The rally from the previous day continued on Friday with further hopes that the European Central Bank will get to work on the high borrowing costs of Italy and Spain by launching a new round of bond purchases. Consumer spending in the US declined as expected but not as much as investor’s originally feared. GDP expanded at an annual rate of 1.5% in the period of April to June, the lowest since the third quarter of 2011. Facebook (FB) shares tumbled greatly with a net quarterly loss of about $157 million. Starbucks (SBUX) also saw a large drop in their stock and has cut its outlook for the third quarter.
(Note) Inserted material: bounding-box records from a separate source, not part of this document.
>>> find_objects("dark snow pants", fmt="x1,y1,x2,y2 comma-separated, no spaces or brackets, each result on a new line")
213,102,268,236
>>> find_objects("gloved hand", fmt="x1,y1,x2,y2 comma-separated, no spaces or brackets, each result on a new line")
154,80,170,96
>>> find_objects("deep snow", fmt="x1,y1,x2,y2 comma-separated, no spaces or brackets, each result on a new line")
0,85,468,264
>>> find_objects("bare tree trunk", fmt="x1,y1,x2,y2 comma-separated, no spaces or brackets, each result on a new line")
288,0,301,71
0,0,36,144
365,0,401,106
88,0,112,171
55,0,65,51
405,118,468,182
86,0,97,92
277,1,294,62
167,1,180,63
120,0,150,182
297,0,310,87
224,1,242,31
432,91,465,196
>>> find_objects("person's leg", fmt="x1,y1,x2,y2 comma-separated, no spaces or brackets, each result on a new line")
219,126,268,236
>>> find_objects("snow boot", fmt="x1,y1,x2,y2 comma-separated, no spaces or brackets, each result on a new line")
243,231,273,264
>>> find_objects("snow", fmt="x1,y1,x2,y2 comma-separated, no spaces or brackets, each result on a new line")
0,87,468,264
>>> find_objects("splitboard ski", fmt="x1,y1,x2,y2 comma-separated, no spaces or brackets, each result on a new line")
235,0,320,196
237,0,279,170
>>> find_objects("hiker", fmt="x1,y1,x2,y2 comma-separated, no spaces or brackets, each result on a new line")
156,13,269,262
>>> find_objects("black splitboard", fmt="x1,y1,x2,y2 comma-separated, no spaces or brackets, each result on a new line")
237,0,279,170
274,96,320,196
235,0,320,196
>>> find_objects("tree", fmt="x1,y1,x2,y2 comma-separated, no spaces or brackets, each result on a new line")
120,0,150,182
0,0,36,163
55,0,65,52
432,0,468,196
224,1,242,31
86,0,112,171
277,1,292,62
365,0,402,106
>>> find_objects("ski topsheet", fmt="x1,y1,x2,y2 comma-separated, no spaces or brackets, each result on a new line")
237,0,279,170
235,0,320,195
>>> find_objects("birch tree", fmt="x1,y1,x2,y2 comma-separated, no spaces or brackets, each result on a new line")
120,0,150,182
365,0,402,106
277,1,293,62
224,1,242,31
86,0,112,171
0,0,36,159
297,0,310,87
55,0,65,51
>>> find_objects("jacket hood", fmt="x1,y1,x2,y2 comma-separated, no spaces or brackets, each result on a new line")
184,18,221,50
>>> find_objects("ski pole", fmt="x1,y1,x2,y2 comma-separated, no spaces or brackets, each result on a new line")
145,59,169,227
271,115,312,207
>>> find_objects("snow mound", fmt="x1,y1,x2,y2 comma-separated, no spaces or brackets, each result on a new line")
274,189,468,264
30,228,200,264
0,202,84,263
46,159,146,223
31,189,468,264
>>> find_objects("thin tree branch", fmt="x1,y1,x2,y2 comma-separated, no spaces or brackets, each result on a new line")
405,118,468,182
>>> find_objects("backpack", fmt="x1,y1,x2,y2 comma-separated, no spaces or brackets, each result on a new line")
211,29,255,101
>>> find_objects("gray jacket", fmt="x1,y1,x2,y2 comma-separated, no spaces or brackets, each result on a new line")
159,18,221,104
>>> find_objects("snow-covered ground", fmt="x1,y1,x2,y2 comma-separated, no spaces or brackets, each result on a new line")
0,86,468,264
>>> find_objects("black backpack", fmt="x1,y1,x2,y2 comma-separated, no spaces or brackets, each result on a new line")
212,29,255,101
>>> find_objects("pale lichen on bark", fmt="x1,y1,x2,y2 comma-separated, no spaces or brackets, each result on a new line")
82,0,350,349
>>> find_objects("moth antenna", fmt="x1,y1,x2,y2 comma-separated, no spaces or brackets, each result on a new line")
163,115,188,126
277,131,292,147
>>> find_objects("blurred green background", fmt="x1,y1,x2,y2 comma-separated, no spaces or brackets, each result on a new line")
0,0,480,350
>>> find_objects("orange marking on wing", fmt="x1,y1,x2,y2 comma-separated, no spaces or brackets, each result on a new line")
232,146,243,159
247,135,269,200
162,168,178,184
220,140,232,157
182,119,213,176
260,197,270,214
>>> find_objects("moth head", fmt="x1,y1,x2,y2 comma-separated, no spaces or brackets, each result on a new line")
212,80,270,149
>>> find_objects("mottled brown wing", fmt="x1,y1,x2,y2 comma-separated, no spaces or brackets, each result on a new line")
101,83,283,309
By the end of the day the 10-year US treasury note was down a full point.
Word on the Street
- US consumers are cutting back on spending as eurozone crisis grows and tax changes loom overhead.
- The USDA declares the largest disaster declaration ever due to the current drought.
- Starbucks (SBUX) sees big disappoint with a drop of more than 10% on Friday.
- JPMorgan (JPM) reorganizes its management team in order to get past its trading blunders.
- Spain’s jobless rate hits 24.6%, the highest among EU member countries.
- Stocks rise in anticipation of ECB plans for Spain and Italy and euro pares gains.
- Delta Air Lines (DAL) announces the end of its regional carrier Comair and cuts of about 1,700 employees.
- Las Vegas Sands (LVS) Misses Estimates Due to Sluggish Asian Growth.
- The delicate dance of job hunting and what negotiations arise as the market changes.
- As the Olympics begin on Friday, one six-year-old start-up will let you watch it on your phone.